In recent months, China’s State Administration of Markets has launched a series of measures, such as the 100-day campaign to jointly rectify the “health care products” market, to rectify the health care products industry, which has also affected some goat milk powder enterprises. Some goat milk powder dealers have adopted a similar sales method as health care products and have also been rehabilitated.

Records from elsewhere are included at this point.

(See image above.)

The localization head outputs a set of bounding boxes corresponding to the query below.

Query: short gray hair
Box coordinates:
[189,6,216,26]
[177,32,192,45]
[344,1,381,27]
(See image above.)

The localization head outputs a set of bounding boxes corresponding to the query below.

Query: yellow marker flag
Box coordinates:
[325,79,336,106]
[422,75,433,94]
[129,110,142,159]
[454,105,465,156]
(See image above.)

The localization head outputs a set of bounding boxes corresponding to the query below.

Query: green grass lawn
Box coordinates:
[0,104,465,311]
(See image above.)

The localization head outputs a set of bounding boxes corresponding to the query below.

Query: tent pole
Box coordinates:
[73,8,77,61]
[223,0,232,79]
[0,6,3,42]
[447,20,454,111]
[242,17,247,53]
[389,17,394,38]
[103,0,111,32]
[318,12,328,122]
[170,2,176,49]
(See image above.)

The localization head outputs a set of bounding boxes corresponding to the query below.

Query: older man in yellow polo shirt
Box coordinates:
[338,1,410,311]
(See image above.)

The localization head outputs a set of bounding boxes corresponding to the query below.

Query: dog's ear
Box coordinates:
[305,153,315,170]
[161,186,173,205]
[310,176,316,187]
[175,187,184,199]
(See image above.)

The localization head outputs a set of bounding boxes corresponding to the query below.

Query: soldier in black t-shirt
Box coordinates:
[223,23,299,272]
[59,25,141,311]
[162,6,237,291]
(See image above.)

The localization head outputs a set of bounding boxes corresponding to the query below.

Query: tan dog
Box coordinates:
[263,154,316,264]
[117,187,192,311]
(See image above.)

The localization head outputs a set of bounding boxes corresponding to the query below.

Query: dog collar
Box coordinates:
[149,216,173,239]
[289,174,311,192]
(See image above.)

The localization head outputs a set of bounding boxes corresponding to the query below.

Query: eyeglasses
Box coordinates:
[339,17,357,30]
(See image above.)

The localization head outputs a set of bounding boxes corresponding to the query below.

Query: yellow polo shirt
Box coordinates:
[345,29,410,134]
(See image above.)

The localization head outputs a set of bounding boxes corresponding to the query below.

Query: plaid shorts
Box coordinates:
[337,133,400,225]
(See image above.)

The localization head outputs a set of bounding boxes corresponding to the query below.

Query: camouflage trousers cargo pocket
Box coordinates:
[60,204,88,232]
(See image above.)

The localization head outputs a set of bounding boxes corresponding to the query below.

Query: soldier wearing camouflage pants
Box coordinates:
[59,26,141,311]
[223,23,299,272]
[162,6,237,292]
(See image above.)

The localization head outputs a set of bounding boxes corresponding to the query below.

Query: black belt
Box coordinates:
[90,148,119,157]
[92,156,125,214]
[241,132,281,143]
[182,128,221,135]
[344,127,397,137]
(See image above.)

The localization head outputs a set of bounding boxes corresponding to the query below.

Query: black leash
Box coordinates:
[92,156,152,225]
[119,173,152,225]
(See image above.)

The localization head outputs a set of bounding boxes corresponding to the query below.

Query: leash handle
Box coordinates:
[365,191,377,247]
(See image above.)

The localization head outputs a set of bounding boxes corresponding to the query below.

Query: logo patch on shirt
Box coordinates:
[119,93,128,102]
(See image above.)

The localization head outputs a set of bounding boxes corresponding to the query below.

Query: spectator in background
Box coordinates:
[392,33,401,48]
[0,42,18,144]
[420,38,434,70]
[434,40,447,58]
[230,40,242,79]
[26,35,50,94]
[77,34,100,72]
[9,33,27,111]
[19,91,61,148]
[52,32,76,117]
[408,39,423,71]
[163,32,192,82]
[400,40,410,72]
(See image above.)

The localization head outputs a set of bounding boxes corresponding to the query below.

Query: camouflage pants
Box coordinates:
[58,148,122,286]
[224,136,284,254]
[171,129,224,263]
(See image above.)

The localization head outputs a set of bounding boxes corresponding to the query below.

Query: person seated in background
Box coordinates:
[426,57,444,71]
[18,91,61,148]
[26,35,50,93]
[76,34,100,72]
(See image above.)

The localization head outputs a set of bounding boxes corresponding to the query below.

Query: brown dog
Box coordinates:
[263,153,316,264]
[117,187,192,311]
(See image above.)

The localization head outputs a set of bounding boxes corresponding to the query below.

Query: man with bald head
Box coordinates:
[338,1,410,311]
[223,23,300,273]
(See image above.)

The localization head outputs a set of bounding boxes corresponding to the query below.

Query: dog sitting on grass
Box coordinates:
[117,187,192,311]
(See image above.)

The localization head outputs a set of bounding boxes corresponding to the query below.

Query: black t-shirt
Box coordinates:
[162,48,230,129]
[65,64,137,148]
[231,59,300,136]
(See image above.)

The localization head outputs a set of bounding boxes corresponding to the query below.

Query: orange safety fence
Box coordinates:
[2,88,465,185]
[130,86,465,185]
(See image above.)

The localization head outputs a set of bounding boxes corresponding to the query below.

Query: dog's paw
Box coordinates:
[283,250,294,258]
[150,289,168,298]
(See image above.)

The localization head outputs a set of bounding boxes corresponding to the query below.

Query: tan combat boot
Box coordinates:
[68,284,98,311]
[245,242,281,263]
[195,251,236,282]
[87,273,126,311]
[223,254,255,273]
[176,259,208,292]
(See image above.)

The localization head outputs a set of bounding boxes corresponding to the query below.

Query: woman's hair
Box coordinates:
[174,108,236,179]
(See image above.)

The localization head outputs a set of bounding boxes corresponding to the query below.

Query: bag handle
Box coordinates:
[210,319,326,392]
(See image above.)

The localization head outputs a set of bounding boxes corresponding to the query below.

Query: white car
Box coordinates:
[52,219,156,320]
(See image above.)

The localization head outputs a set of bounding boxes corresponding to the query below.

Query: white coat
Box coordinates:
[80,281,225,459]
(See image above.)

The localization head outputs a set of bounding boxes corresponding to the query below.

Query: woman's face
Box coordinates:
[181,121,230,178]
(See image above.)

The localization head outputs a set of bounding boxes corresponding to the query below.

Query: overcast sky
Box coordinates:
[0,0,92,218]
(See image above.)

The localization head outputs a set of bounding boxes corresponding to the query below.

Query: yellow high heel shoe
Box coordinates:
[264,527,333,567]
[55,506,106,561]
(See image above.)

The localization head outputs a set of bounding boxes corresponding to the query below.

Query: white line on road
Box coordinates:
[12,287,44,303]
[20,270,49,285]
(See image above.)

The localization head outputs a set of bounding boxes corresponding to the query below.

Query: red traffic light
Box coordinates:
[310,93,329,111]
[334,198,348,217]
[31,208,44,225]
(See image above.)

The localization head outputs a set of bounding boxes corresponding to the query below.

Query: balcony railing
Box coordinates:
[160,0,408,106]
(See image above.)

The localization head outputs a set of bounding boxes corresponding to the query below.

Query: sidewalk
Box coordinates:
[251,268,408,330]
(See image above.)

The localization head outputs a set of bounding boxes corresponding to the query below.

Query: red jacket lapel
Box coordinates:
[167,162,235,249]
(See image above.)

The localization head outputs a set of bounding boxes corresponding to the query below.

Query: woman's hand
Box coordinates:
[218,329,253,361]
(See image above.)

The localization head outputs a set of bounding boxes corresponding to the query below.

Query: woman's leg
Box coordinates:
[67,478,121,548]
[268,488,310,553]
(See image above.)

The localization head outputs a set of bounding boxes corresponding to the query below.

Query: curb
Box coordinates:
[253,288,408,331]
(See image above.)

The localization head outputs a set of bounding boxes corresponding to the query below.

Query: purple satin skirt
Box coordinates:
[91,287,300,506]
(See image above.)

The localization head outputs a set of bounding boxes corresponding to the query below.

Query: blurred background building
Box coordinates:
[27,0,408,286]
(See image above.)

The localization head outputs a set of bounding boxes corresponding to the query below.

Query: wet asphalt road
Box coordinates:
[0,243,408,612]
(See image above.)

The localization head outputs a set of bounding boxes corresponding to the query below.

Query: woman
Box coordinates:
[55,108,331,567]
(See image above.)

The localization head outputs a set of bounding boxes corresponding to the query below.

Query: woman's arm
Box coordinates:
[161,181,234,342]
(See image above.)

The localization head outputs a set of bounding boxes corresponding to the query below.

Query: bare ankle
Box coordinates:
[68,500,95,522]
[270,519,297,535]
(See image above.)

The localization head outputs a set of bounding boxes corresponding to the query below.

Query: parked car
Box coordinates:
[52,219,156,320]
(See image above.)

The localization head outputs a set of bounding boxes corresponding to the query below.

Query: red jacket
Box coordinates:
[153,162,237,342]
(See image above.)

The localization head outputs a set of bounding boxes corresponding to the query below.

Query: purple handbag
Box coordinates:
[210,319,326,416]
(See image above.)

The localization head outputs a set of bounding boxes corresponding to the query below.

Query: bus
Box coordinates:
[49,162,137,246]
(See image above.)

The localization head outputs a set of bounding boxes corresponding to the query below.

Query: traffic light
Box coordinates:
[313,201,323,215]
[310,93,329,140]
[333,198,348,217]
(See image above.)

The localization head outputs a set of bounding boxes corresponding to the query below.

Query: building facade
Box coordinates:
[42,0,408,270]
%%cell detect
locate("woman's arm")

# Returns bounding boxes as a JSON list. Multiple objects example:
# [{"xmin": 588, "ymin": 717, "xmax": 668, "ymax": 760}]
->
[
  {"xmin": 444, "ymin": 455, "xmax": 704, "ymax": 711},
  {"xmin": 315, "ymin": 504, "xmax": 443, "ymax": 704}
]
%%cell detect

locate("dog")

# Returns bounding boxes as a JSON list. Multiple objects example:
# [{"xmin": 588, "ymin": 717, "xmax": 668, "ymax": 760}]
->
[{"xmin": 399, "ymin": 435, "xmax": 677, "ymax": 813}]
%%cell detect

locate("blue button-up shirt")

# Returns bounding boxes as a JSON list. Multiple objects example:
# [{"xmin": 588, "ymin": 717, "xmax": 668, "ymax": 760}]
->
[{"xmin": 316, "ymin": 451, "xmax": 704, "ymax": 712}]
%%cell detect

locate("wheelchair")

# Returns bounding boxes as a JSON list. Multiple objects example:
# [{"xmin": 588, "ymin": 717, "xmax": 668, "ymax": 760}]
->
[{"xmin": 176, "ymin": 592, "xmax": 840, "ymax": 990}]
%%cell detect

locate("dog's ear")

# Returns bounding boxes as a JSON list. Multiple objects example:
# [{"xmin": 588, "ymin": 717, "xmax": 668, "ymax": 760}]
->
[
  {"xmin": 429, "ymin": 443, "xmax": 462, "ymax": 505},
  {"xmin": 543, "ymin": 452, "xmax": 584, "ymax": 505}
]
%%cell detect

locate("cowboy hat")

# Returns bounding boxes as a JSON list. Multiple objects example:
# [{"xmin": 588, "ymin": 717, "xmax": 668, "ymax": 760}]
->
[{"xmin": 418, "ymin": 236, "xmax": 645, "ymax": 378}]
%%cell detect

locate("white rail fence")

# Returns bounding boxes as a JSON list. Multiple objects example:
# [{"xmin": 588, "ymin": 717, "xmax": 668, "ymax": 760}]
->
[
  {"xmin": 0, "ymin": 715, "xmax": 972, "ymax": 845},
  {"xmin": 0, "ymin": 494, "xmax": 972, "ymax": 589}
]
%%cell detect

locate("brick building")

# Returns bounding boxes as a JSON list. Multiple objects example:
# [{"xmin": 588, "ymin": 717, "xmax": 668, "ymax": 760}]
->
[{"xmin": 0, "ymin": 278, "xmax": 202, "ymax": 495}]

Due to over-reliance on channels, some companies have to give up their profits. After the surge in the purchase price of goat milk in 2018, the profits of processing companies cannot cover the increase in costs, and they have to raise prices frequently. Some companies raise the price three times in the short term. Even more, this also disrupted the normal operation of the dealers, the enthusiasm of the dealers was damaged and the final sales were also affected.
For a long time, compared to the milk industry, the Chinese domestic goat milk industry is not large. Shanxi is the main goat milk producing area in China. According to public data, there are 34 goat milk powder production enterprises in Shanxi Province, including 19 infant formula milk powder enterprises. In 2018, Shanxi dairy goats had about 2.4 million stocks, 600,000 tons of milk, and an output value of 6.7 billion yuan. The output value of the entire industrial chain was 31.3 billion yuan.
In 2018, the Shanxi Provincial Government also proposed the 100 billion goat milk industry plan. The official information released recently shows that Shanxi will further accelerate the development of the goat milk industry, and strive to save 3 million dairy goats by 2020, with a total industrial chain output value of 35.5 billion. Yuan, by 2025, the output value of the goat milk industry has exceeded 100 billion yuan.
For example, in China, the current sales of the largest goat milk powder brand, Ausnutria (01717.HK)’s Kabrita, imported from the Netherlands, achieved sales of 2.03 billion yuan in 2018, an increase of nearly 60%. In recent years, the steady growth of the Chinese goat milk powder market has also attracted the attention of the major Chinese dairy companies.
Many respondents believe that in the face of imported products, the biggest advantage of local products is that the milk source is close to the consumers and can achieve more fresh products. Therefore, goat milk enterprises should have a longer-term vision and strategic layout.
If in the future, foreign farms are aware of China’s market opportunities and have a large number of converted dairy goats, then the Chinese domestic goat milk industry will also face the same import impact as milk.